L’ITALIA TI SPEZZA IL CUORE
Italy Breaks Your Heart
Frank Bruni -The New York Times
Chiedete agli studenti italiani cosa li attende dopo la laurea e faranno spallucce. Chiedete ai loro genitori come e quando l’Italia arriverà a un punto di svolta e otterrete la stessa espressione disorientata. Senti meno fiducia nel domani.
Ho osservato il malcontento italiano attraverso un filtro di disincanto americano, interpretandolo come un monito. L’Italia è il risultato di ciò che succede quando un paese sa benissimo quali sono i suoi problemi, ma non riesce a trovare disciplina e volontà per risolverli. E’ ciò che accade quando disfunzioni politiche vanno per le lunghe e un buon governo diventa un miraggio, un mito, una barzelletta. L’Italia si appoggia sulle sue fortune fenomenali anziché costruire su di di esse, perdendo la presa su un’economia globale che ha concorrenti più agguerriti.

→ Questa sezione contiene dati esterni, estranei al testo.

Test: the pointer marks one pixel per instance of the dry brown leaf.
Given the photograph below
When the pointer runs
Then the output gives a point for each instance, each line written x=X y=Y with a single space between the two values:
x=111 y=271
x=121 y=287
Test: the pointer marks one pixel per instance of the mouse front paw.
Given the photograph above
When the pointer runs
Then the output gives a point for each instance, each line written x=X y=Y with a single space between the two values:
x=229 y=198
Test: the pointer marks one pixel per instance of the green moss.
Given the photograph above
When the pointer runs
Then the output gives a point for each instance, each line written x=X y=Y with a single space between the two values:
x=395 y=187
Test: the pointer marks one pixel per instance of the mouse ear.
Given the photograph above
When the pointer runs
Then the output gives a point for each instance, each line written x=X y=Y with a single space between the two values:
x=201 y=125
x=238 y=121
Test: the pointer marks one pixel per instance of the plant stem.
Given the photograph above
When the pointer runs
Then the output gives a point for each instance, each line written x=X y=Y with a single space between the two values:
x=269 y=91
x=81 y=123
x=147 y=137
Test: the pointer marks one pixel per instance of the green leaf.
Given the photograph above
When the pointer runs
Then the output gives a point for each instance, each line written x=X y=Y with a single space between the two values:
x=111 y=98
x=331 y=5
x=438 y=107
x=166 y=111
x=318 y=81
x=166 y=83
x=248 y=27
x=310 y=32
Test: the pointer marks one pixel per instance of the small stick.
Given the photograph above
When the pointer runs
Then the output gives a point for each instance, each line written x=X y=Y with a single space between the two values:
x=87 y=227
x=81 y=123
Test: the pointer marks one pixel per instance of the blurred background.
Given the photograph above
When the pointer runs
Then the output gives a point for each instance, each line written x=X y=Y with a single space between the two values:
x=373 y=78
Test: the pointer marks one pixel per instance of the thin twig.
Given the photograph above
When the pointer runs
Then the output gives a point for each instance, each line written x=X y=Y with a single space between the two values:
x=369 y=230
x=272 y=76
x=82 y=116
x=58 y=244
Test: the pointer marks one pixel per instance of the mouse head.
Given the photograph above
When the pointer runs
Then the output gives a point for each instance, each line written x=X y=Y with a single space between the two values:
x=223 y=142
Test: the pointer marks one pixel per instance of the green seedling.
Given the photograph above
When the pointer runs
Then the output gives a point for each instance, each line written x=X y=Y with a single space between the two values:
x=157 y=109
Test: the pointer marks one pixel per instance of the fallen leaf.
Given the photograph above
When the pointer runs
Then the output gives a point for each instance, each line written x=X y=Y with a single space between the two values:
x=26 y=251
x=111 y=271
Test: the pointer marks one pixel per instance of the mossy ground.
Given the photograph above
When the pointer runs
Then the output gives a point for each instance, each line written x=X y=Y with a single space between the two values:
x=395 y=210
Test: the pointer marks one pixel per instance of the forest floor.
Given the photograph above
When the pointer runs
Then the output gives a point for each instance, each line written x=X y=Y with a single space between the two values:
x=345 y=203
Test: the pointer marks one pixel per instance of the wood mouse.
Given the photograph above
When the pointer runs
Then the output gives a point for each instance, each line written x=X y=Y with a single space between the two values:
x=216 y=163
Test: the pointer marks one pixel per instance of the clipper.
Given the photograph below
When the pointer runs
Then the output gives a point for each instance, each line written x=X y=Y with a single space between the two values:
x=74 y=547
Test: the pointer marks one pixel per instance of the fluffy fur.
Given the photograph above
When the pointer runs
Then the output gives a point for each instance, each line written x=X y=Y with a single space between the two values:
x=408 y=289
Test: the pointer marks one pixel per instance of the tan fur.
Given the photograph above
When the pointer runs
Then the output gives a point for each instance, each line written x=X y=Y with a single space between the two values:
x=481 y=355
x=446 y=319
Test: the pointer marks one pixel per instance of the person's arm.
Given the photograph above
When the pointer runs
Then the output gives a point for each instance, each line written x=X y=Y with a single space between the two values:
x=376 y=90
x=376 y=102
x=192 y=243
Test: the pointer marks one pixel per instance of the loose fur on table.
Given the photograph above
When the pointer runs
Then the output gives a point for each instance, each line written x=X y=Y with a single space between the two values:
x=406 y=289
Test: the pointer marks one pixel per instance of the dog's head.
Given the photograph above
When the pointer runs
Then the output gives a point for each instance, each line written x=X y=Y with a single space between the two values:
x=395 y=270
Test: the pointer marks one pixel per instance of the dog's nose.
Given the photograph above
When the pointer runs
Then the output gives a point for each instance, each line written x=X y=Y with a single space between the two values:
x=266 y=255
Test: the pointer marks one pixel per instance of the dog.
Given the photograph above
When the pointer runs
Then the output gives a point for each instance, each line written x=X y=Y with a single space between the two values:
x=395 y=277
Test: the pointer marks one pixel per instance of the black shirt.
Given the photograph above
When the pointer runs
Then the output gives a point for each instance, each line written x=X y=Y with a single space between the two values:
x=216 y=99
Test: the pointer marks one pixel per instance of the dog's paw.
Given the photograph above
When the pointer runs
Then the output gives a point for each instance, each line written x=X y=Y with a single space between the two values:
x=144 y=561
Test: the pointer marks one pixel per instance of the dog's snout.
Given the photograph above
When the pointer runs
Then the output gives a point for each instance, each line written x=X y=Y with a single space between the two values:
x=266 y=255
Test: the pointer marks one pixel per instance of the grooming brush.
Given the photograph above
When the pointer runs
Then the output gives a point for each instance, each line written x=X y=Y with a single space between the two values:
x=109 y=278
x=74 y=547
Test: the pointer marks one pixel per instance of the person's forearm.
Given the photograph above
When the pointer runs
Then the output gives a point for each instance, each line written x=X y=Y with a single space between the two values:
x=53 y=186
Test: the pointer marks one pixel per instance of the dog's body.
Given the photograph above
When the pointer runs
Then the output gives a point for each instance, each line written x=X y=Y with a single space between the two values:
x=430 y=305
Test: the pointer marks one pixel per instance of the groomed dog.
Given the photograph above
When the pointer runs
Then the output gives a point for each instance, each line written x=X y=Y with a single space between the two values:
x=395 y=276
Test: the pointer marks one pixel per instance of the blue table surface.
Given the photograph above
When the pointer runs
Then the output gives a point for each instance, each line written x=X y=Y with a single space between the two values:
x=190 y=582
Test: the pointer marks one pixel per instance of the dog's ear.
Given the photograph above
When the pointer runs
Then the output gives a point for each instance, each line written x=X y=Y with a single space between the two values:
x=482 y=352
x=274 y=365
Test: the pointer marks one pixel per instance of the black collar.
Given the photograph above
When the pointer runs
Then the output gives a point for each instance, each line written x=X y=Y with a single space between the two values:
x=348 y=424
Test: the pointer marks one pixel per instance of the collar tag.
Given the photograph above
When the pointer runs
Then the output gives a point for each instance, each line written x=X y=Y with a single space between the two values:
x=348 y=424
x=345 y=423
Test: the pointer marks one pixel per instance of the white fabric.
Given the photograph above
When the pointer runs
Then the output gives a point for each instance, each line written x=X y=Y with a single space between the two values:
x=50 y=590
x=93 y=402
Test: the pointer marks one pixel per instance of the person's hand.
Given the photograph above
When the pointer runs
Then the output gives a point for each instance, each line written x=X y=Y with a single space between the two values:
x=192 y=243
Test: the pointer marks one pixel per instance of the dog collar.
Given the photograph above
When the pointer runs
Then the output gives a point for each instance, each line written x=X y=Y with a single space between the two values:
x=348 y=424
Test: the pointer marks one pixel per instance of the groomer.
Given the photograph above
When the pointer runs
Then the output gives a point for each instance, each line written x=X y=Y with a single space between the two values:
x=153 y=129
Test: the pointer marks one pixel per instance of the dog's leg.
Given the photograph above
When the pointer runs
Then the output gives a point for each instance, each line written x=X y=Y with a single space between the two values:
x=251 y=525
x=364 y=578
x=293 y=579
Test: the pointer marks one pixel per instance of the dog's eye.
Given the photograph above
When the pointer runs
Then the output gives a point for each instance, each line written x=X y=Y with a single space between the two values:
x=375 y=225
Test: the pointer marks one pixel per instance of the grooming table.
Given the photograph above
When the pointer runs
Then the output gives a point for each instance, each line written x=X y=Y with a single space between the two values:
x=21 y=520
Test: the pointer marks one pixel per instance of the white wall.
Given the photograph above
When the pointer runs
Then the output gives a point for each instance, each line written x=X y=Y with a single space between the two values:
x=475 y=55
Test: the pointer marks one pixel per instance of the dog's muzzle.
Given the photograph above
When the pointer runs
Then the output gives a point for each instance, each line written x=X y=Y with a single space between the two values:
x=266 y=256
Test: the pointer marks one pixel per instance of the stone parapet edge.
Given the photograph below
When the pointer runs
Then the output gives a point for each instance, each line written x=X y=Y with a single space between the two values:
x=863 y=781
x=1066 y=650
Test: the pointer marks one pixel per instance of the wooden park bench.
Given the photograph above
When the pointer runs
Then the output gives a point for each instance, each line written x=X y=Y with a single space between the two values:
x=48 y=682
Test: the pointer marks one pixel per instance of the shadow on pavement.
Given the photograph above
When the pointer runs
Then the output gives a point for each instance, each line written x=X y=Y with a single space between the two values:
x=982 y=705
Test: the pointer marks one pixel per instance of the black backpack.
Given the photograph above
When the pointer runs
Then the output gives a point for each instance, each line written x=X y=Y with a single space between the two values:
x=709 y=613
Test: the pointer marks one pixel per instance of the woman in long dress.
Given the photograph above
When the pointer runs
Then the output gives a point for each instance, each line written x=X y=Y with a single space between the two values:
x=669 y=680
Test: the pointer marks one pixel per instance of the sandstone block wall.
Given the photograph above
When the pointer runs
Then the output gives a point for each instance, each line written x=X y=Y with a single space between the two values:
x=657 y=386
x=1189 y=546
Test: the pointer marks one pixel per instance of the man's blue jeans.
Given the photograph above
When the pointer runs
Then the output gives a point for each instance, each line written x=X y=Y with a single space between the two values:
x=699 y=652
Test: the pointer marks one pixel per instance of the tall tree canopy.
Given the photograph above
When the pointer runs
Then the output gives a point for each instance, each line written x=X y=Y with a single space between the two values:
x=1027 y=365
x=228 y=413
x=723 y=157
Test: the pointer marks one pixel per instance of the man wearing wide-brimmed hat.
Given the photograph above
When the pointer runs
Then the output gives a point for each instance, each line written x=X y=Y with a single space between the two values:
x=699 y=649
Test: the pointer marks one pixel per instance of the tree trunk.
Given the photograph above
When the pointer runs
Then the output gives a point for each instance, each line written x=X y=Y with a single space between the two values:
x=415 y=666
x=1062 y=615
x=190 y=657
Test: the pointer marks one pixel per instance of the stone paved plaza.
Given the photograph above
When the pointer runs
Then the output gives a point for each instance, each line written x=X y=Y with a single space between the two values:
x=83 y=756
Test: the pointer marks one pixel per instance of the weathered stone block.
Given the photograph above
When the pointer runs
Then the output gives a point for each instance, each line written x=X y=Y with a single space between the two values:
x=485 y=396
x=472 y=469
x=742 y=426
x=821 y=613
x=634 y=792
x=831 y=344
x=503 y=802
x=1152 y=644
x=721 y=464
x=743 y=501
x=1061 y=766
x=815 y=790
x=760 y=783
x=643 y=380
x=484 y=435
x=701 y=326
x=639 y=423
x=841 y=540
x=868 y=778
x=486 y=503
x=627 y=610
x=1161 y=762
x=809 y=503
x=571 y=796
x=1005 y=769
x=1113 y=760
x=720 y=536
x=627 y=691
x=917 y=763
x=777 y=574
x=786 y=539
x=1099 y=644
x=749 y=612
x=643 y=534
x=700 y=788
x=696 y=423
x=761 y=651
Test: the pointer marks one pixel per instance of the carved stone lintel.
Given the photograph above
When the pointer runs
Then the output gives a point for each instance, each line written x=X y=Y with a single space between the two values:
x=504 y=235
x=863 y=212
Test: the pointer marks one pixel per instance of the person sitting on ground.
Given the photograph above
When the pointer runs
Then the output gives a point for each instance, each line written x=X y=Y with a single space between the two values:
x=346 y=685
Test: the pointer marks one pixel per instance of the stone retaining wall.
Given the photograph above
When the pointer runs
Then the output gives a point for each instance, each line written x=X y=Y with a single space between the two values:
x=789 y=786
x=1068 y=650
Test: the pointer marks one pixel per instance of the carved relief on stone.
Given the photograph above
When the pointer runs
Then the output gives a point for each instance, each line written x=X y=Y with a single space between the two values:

Suona familiare? C’è così tanta bellezza e potenziale qui, e così tanto spreco. L’Italia ti spezza il cuore. E non dipende tutto da Silvio B. La sua condanna per frode fiscale, insieme al divieto di detenere un ruolo pubblico per diversi anni, non hanno portato quel senso di sollievo e nuovo inizio che ci si potrebbe aspettare. Ha piuttosto costretto gli italiani a riconoscere che mentre lui sprecava tempo, peggiorando la situazione e restando una ridicola, caricaturale distrazione, i problemi alla base del paese (le regole eccessive ed una burocrazia rococò che soffoca le imprese, un sistema chiuso di favoritismi che isola le iniziative, la corruzione e il cinismo dilaganti) diventavano insormontabili.
Nel 2° quadrimestre del 2013, il debito pubblico italiano è cresciuto del 133% rispetto al prodotto interno lordo: il 2° più alto nella eurozona, seguito solo dalla Grecia. Il calo del PIL di circa l’8% dal picco pre-crisi è peggiore di quello di Spagna o Portogallo. Non c’è stato ancora un recupero significativo. Ma non c’è bisogno di citare i numeri per misurare la deriva italiana. Basta scendere dal treno ad alta velocità (spettacolare) o lasciare l’autostrada e viaggiare sulle strade secondarie, che cadono a pezzi.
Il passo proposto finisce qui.